ただ「電話や人のおしゃべりを真似る」と言っていたから、まあなんかそんな感じの賢い小鳥なのだと思う。多分。

ピーちゃんのおばさんは、突然家にやってきた。
多分私が小学校中学年くらいの頃だったと思う。

大人たちの話すところを漏れ聞いた当時の記憶によると、どうやら夫と喧嘩し自殺をほのめかして家を飛び出したところを警察に保護され、それで何かがどうにかなって家に来たらしかった。

今考えると「なんでそれで『夫の友人の家』に転がり込んで来るんだ」と思うが、他に頼るところがなかったのかもしれない。

そう、忌憚なく言ってしまうならば「ピーちゃんのおばさん」は「変な人」だった。

甲高い声で絶え間なく喋り、暗いところを異様なまでに怖がり、常に誰かと一緒にいたがっていた。
少女の、いや子供のようだったといえば分かりやすいかもしれない。

なんでかよくわからないが私と同じ部屋で寝ることとなり、ずっと電気をつけたまま寝たいと言われてちょっと閉口したことを覚えている。私は暗闇で寝たい派だからだ。

ただ代わりに料理と編み物がとても上手だった。
正直なところ私の家族はみなあまり料理がうまい方ではなかったから、彼女の作ってくれるご飯はとても嬉しかった。
何も編み図を見ずにひょいっと編んでくれたぬいぐるみ用の帽子は、大事にかぶせておいたつもりが気がついたらなくなってしまっていたが。

ピーちゃんのおばさんは手持ち無沙汰だったのか、菜箸と私の余り毛糸で編み物をしていた。
だから100均で編み棒と編み針、それから毛糸を買ってプレゼントしたら、お礼に編み物を教えてくれたのだ。

棒針編みとかぎ編み、それぞれ基本の「き」ぐらいだったが、マフラーを作ったりコースターを作ったりするにはそれで十分だった。
2本の棒を使って編む、まさに「編み物」に興奮した私は、やたらに平たい謎の創作物を量産した。
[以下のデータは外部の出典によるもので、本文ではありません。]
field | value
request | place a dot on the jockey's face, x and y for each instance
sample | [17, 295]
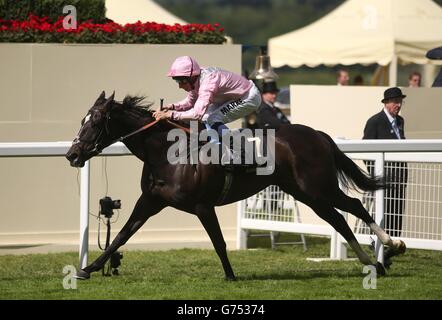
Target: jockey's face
[270, 97]
[186, 86]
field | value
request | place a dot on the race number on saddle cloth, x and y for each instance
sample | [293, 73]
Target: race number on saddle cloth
[215, 96]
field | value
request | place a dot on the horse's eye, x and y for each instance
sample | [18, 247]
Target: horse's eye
[96, 117]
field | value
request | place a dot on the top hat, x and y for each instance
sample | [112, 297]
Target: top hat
[269, 87]
[392, 93]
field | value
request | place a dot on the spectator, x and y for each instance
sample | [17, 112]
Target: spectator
[267, 115]
[388, 124]
[414, 79]
[358, 80]
[342, 77]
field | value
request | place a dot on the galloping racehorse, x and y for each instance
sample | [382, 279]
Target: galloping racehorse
[308, 166]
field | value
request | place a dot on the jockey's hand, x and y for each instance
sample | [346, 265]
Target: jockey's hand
[159, 115]
[168, 107]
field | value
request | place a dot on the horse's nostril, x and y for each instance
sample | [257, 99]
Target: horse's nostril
[71, 156]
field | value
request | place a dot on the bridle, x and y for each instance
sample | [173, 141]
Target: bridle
[98, 142]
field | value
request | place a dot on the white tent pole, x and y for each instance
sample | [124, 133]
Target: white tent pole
[429, 72]
[392, 74]
[84, 215]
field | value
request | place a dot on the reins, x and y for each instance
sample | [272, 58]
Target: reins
[147, 126]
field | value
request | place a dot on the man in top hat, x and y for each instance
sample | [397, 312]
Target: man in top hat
[388, 124]
[268, 115]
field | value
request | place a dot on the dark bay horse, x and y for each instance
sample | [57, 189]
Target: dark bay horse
[308, 166]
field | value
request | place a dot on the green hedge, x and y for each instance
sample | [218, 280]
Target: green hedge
[94, 10]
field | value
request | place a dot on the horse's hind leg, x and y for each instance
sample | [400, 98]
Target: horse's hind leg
[337, 221]
[144, 209]
[355, 207]
[207, 216]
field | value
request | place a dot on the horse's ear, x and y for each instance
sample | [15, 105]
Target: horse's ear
[100, 98]
[109, 100]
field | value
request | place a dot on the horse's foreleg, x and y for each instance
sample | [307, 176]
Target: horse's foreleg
[207, 216]
[144, 209]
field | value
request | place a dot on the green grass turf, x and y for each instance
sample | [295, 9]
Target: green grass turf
[262, 273]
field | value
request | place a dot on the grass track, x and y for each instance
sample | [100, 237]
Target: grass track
[197, 274]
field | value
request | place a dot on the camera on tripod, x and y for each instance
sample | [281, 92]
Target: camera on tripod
[107, 206]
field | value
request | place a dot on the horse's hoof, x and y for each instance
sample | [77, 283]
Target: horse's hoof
[230, 278]
[380, 270]
[82, 275]
[401, 248]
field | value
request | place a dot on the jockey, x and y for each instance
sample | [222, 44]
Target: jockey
[215, 96]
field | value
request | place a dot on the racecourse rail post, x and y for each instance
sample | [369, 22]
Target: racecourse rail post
[379, 171]
[84, 214]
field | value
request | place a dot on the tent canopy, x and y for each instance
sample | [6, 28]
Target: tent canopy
[130, 11]
[365, 32]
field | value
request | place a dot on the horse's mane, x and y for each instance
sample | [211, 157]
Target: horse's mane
[137, 104]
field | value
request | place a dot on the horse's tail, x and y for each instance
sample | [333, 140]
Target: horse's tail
[351, 175]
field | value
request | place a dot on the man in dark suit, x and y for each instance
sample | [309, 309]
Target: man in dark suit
[268, 115]
[388, 124]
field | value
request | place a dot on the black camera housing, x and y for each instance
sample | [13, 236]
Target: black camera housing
[107, 205]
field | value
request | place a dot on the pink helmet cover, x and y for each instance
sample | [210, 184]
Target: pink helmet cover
[184, 66]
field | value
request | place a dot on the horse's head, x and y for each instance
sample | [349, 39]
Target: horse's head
[93, 135]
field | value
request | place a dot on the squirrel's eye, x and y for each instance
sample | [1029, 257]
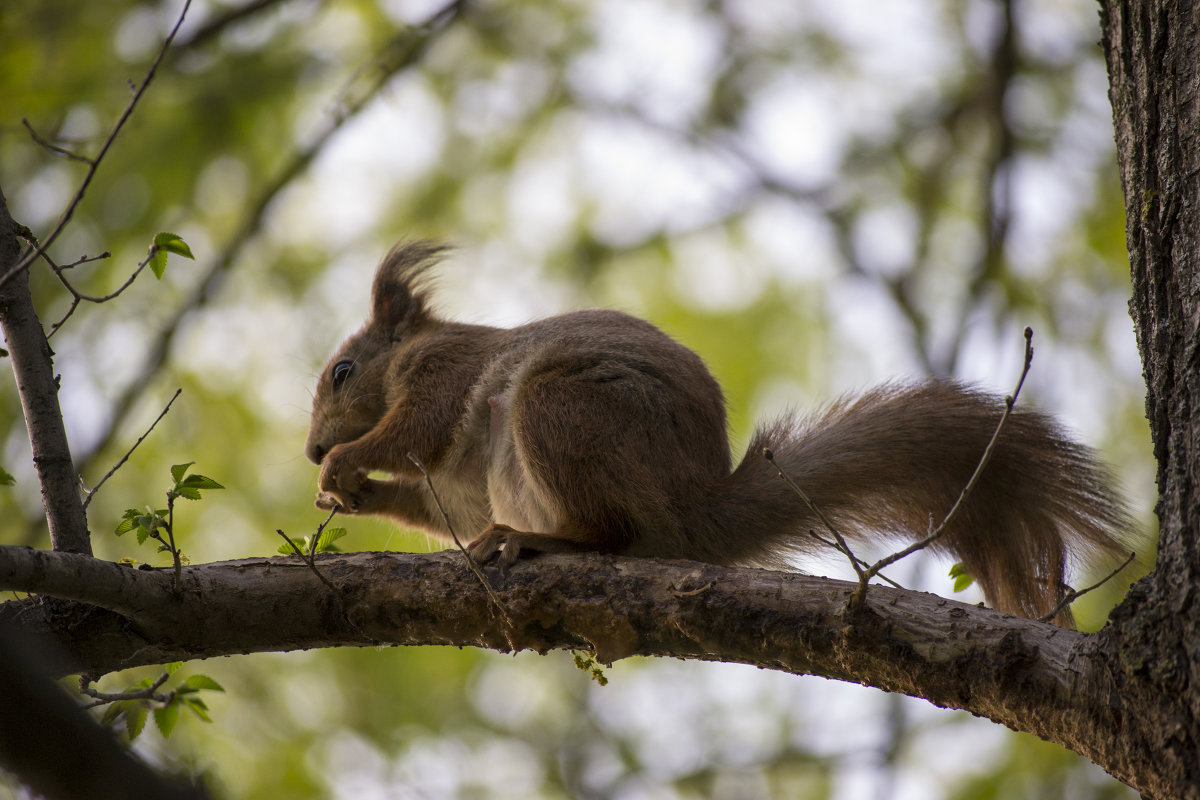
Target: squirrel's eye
[342, 371]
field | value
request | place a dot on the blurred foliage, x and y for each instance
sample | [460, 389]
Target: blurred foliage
[814, 196]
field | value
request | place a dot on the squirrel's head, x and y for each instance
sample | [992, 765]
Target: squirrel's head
[351, 395]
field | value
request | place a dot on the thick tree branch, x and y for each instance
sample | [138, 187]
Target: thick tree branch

「もっとできるようになったら、セーターなんかの模様の編み方も教えてあげるね」
と彼女は言っていた。

だが結局、その約束は果たされなかった。

「ピーちゃんのおばさん」がいることが当たり前になってきたころ、だから2週間だか1ヶ月だかが経った頃だと思うが、彼女の夫(息子だったかもしれない。この辺は曖昧だ)が迎えに来たのだ。

そしてそれ以降、私は彼女に会っていない。

一度だけ、「『ピーちゃんのおばさん』はどうしたの?」と聞いたが、「離婚したよ」と親に言われ、それっきりである。

ただそれだけの話なのだが、編み物をするたびに私は彼女のことを思い出す。
当時何歳だったのか知らないが、存命であればかなりの高齢のはずだ。

あれから少し手芸本なども読んだりしたから、教えてもらったときよりも編み物は少しだけ上達した。
でもまだ、私はセーターを作れない。